Research Topics
My current research interests cover several aspects of 3D modeling from
images. For more information, see also the
publications page.
Structure from Motion
What Can Missing Correspondences Tell Us About 3D Structure and Motion?
Practically all existing approaches to structure and motion computation
use only positive image correspondences to verify the camera pose
hypotheses. Incorrect epipolar geometries are solely detected by
identifying outliers among the found correspondences. Ambigous patterns in
the images are often incorrectly handled by these standard methods. In
this work we propose two approaches to overcome such problems. First, we
apply non-monotone reasoning on view triplets using a Bayesian
formulation. In contrast to two-view epipolar geometry, image triplets
allow the prediction of features in the third image.
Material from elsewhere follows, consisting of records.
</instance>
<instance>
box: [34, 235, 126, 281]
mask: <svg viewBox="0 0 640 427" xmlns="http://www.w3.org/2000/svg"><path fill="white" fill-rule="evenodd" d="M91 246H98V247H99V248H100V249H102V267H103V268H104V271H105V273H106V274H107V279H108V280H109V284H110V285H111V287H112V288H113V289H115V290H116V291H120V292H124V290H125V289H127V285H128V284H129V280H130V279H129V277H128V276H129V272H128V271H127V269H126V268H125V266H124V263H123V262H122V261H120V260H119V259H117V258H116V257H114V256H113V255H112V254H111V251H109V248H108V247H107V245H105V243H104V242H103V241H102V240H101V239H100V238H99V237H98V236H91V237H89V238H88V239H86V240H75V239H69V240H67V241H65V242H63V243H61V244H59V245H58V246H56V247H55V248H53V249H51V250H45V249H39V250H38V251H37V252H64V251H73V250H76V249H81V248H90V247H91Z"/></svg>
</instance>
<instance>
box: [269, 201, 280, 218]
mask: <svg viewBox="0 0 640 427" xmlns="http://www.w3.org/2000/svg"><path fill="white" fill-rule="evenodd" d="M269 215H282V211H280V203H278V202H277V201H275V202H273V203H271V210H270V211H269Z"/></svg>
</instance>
Absence of these
features (i.e. missing correspondences) enables additional inference about
the view triplet. Furthermore, we integrate these view triplet handling
into an incremental procedure for structure and motion computation. Thus,
our approach is able to refine the maintained 3D structure when additional
image data is provided.
C. Zach, A. Irschara, H. Bischof. CVPR 2008.
Towards Wiki-based Dense City Modeling
This work reports on the advances and on the current status of a
terrestrial city modeling approach, which uses images contributed by
end-users as input. Hence, the Wiki principle well known from textual
knowledge databases is transferred to the goal of incrementally building a
virtual representation of the occupied habitat. In order to achieve this
objective, many state-of-the-art computer vision methods must be applied
and modified according to this task. We describe the utilized 3D vision
methods and show initial results obtained from the current image database
acquired by in-house participants.
A. Irschara, C. Zach, H. Bischof. VRML Workshop in conjunction with ICCV 2007.
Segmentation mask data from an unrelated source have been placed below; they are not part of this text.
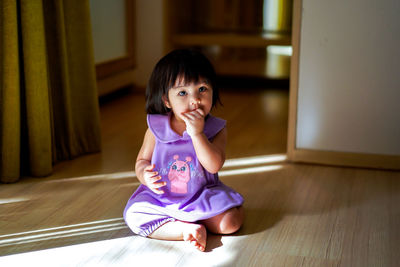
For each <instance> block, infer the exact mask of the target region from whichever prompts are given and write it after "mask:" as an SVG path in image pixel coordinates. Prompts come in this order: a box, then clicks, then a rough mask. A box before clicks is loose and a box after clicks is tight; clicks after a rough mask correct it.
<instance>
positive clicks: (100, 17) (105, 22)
mask: <svg viewBox="0 0 400 267" xmlns="http://www.w3.org/2000/svg"><path fill="white" fill-rule="evenodd" d="M90 13H91V21H92V36H93V45H94V59H95V63H96V64H98V63H103V62H106V61H110V60H114V59H116V58H120V57H124V56H126V55H127V47H126V43H127V41H126V35H125V32H126V26H125V25H126V16H125V0H113V1H112V2H111V1H109V0H90ZM110 18H112V19H110Z"/></svg>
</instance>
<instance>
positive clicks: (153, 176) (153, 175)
mask: <svg viewBox="0 0 400 267" xmlns="http://www.w3.org/2000/svg"><path fill="white" fill-rule="evenodd" d="M146 174H147V175H148V176H149V177H150V178H153V177H154V176H156V175H157V174H158V172H149V171H147V172H146Z"/></svg>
Multi-view stereo and dense 3D modeling
A Globally Optimal Algorithm for Robust TV-L^1 Range Image Integration
Robust integration of range images is an important task for building
high-quality 3D models. Since range images, and in particular range maps
from stereo vision, may have a substantial amount of outliers, any
integration approach aiming at high-quality models needs an increased
level of robustness. Additionally, a certain level of regularization is
required to obtain smooth surfaces. Computational efficiency and global
convergence are further preferable properties. The contribution of this
paper is a unified framework to solve all these issues. Our method is
based on minimizing an energy functional consisting of a total variation
(TV) regularization force and an L^1 data fidelity term. We present a
novel and efficient numerical scheme, which combines the duality principle
for the TV term with a point-wise optimization step. We demonstrate the
superior performance of our algorithm on the well-known Middlebury
multi-view database and additionally on real-world multi-view images.
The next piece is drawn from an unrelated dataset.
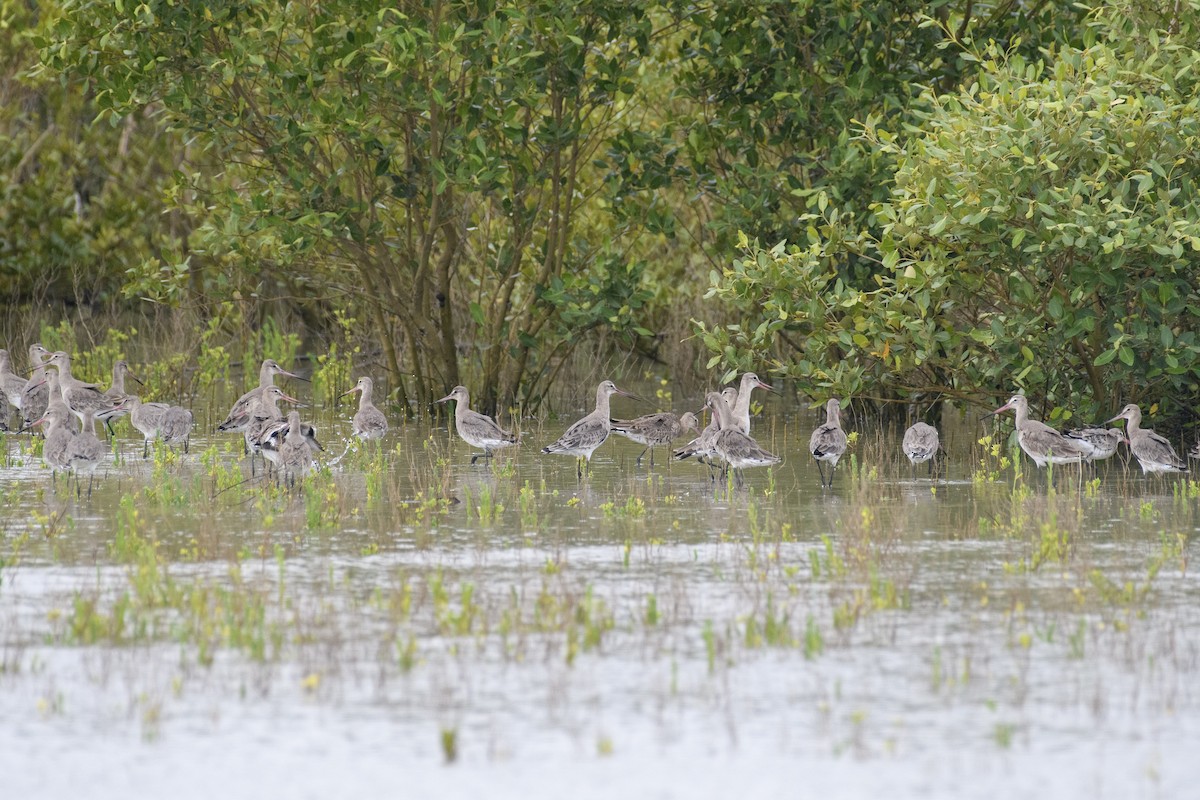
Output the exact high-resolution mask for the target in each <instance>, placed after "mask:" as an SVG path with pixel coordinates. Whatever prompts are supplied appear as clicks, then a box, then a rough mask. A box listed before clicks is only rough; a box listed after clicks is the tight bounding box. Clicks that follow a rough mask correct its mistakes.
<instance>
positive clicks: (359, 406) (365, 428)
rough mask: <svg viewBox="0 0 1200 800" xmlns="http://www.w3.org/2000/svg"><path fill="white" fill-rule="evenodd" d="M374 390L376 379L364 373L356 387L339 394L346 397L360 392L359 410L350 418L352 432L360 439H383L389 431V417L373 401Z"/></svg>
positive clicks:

C. Zach, T. Pock, H. Bischof. ICCV 2007.
Mumford-Shah Meets Stereo: Integration of Weak Depth Hypotheses
Recent results on stereo indicate that an accurate segmentation is crucial
for obtaining faithful depth maps. Variational methods have successfully
been applied to both image segmentation and computational stereo. In this
paper we propose a combination in a unified framework. In particular, we
use a Mumford-Shah-like functional to compute a piecewise smooth depth map
of a stereo pair. Our approach has two novel features: First, the
regularization term of the functional combines edge information obtained
from the color segmentation with flow-driven depth discontinuities
emerging during the optimization procedure. Second, we propose a robust
data term which adaptively selects the best matches obtained from
different weak stereo algorithms. We integrate these features in a
theoretically consistent framework. The final depth map is the minimizer
of the energy functional, which can be solved by the associated functional
derivatives. The underlying numerical scheme allows an efficient
implementation on modern graphics hardware. We illustrate the performance
of our algorithm using the Middlebury database as well as on real imagery.
T. Pock, C. Zach, H. Bischof. CVPR 2007.
Efficient computer vision methods on the GPU
A Duality Based Approach for Realtime TV-L^1 Optical Flow
Variational methods are among the most successful approaches to calculate
the optical flow between two image frames. A particularly appealing
formulation is based on total variation (TV) regularization and the robust
L^1 norm in the data fidelity term. This formulation can preserve
discontinuities in the flow field and offers an increased robustness
against illumination changes, occlusions and noise. In this work we
present a novel approach to solve the TV-L^1 formulation. Our method
results in a very efficient numerical scheme, which is based on a dual
formulation of the TV energy and employs an efficient point-wise
thresholding step. Additionally, our approach can be accelerated by modern
graphics processing units. We demonstrate the real-time performance (30
fps) of our approach for video inputs at a resolution of 320x240 pixels.
(Move the mouse over the source images to see the other frame.)
C. Zach, T. Pock, H. Bischof. DAGM 2007.